Ten years on, I can make a high grade pipe (whatever that is).
So.
One normative definition offered to me years back was this: No one knows exactly what a high grade pipe is or isn't, but if you are making 400 dollar pipes and there's a line up, you are making high grade pipes.
I think what this actually means is that as you go up the price chain, you find fewer buyers, and presumably more knowledgeable ones. A guy buying his first 85 dollar rusticated Peterson is not going to hold the pipe to the same standards that someone looking to maybe drop 600 bucks on a pipe is going to hold that pipe to.
What we start to see is perfection of finish, perfection of line and proportion. And in a sense, by the time a carver is capable of this stuff, he/she is actually mostly performing it and is pretty well known in whatever circles.
I'll post a few pics of my own pipes and point out a few flaws and perfections.
Here's a real decent billiard. Nice briar, the bowl is shaped well, slight taper in the shank yadda yadda. The stem is ... okay but not super super perfect, a little wobble in the shaping here and there. So that's not an uber grade pipe even if it's a pretty good solid handmade. But no "newbie" maker could make that pipe, period.
Here's a pipe with no wobble in the shaping, and perfect grain to boot.
It's "better". Might be a high grade billiard even.
Take a pipe like this, a much more difficult shape, tough curves, tough drilling, it all has to work... and add perfect wood into it... yeah here's a high grade pipe.
A whole bunch of tiny perfections, every angle, every line, every everything - therefore a highgrade pipe of some sort, whether it's a billiard or a blowfish - the same standards apply.
FWIW I think there's a lot of mediocre pipes being passed off as high grades, and at the same time, I think the bar has been raised - where 10 years ago a "great" sandblast was an Ashton, now I don't think they even move the needle, because a bunch of guys are doing better in their own shops. Layton, Alden, King... buncha dudes.

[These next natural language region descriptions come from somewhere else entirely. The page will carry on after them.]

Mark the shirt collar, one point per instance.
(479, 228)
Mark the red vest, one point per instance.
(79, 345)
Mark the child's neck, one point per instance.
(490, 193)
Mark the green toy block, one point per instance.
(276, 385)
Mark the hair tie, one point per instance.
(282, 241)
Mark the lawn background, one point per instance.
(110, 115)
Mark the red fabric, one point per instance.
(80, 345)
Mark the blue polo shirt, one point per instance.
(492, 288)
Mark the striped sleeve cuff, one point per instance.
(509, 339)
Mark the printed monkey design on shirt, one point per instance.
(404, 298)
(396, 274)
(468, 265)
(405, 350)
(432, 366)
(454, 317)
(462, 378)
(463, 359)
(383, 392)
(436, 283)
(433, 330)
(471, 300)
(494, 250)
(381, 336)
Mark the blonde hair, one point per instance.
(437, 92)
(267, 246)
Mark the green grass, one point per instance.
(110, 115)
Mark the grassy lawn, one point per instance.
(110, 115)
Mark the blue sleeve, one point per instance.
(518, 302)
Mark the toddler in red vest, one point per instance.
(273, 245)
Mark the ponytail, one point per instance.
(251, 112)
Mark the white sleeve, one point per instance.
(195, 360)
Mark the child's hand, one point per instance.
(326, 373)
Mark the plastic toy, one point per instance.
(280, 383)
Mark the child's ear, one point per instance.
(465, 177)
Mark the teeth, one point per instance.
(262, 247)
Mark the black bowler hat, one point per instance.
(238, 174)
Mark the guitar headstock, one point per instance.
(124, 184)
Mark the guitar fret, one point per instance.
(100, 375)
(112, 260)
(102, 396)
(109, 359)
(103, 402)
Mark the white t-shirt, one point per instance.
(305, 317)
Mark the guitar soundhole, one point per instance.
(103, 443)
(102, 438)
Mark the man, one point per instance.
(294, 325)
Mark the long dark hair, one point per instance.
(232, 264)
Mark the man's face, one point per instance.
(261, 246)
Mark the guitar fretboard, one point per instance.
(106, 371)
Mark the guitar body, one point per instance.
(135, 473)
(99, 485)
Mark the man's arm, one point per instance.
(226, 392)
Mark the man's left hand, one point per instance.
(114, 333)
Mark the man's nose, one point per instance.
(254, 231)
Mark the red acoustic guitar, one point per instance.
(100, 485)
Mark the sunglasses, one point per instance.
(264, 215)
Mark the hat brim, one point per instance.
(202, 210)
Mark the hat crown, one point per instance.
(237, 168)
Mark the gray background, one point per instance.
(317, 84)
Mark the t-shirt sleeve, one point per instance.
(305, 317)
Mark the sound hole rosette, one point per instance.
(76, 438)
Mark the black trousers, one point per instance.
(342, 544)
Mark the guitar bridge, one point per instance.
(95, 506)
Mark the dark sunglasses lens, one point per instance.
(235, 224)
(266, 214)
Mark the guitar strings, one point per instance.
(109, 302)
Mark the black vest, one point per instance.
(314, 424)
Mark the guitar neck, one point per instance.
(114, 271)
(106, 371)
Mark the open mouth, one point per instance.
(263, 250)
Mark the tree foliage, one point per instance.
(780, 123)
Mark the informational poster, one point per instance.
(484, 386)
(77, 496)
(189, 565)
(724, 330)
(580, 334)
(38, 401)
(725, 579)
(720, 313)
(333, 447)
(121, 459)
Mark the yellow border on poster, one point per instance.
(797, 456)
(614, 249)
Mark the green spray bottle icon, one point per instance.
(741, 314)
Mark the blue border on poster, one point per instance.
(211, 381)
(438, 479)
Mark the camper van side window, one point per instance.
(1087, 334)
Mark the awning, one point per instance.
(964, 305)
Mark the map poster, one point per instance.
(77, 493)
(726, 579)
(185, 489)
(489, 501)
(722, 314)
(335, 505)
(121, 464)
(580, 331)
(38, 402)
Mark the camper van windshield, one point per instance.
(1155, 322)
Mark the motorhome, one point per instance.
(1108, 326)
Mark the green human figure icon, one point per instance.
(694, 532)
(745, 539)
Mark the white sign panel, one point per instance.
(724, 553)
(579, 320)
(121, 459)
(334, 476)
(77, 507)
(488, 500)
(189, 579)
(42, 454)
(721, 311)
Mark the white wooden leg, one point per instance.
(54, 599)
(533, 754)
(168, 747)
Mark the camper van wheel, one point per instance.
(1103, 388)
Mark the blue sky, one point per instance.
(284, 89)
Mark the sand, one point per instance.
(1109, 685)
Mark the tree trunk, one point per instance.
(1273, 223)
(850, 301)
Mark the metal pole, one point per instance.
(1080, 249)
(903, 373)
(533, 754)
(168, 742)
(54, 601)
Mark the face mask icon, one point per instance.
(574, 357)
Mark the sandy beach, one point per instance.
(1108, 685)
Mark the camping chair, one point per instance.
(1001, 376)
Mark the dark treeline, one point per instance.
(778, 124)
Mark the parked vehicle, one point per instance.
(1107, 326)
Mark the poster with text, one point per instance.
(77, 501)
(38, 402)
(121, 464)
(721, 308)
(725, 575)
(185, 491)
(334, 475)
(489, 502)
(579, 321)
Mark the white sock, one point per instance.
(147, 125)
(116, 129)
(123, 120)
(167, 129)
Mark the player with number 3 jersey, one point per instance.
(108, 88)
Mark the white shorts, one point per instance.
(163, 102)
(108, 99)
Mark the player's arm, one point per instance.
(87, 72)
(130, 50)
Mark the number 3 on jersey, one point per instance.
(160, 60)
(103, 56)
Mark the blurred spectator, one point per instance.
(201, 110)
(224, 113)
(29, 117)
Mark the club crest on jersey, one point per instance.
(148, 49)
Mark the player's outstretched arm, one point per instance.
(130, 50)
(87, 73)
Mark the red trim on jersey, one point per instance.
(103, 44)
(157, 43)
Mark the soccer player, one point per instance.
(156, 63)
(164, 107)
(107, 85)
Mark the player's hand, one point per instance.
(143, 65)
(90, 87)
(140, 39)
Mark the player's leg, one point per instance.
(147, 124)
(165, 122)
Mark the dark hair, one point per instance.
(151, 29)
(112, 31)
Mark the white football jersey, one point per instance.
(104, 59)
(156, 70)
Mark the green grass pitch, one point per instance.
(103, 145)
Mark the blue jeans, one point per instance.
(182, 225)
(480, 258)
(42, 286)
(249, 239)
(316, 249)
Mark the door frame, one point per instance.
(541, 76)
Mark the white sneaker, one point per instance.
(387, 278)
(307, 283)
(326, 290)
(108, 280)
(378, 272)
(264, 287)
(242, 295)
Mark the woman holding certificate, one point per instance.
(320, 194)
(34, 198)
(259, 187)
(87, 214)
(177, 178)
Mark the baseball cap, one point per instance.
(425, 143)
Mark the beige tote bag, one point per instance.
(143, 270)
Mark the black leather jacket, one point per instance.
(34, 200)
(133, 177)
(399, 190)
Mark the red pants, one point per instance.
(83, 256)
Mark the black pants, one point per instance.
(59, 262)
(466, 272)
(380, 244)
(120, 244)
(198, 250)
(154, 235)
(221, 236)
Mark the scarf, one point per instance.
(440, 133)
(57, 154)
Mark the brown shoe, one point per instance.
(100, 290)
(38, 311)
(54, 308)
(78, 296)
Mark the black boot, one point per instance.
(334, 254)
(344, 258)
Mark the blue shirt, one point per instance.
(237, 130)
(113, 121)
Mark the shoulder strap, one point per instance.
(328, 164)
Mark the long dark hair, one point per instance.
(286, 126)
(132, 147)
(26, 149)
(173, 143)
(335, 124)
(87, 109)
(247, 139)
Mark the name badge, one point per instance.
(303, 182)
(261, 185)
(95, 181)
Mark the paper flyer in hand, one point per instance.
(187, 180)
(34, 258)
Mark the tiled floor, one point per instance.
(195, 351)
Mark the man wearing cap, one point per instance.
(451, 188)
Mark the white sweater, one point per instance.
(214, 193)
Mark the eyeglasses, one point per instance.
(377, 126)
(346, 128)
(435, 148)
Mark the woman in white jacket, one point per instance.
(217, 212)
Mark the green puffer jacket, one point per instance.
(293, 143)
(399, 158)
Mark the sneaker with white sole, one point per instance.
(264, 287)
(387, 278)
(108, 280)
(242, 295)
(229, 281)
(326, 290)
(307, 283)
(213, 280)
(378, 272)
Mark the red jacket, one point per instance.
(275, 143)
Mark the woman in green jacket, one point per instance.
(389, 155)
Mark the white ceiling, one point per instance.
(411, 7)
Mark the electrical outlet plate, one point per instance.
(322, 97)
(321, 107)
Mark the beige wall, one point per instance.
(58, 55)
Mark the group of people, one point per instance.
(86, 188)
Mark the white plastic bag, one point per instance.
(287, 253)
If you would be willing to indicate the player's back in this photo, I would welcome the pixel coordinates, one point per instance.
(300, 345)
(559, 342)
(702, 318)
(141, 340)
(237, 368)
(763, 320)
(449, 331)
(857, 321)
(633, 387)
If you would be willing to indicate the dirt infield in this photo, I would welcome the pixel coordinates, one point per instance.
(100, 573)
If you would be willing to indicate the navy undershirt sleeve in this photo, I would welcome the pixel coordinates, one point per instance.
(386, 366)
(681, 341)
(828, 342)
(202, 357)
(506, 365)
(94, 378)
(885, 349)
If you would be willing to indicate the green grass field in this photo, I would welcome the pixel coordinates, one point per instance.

So, is a Dunhill a high grade pipe? Yeah. They kind of defined that market. They have prestige and swagger, even if EACH and EVERY pipe isn't maybe quite as good as it should be, there are still any number of examples that are excellent. Castello same thing in their own weird Italian way. I think lots of Castellos probably don't count as great examples of high grade pipe making, but the best ones surely do. And I think the same of my own work.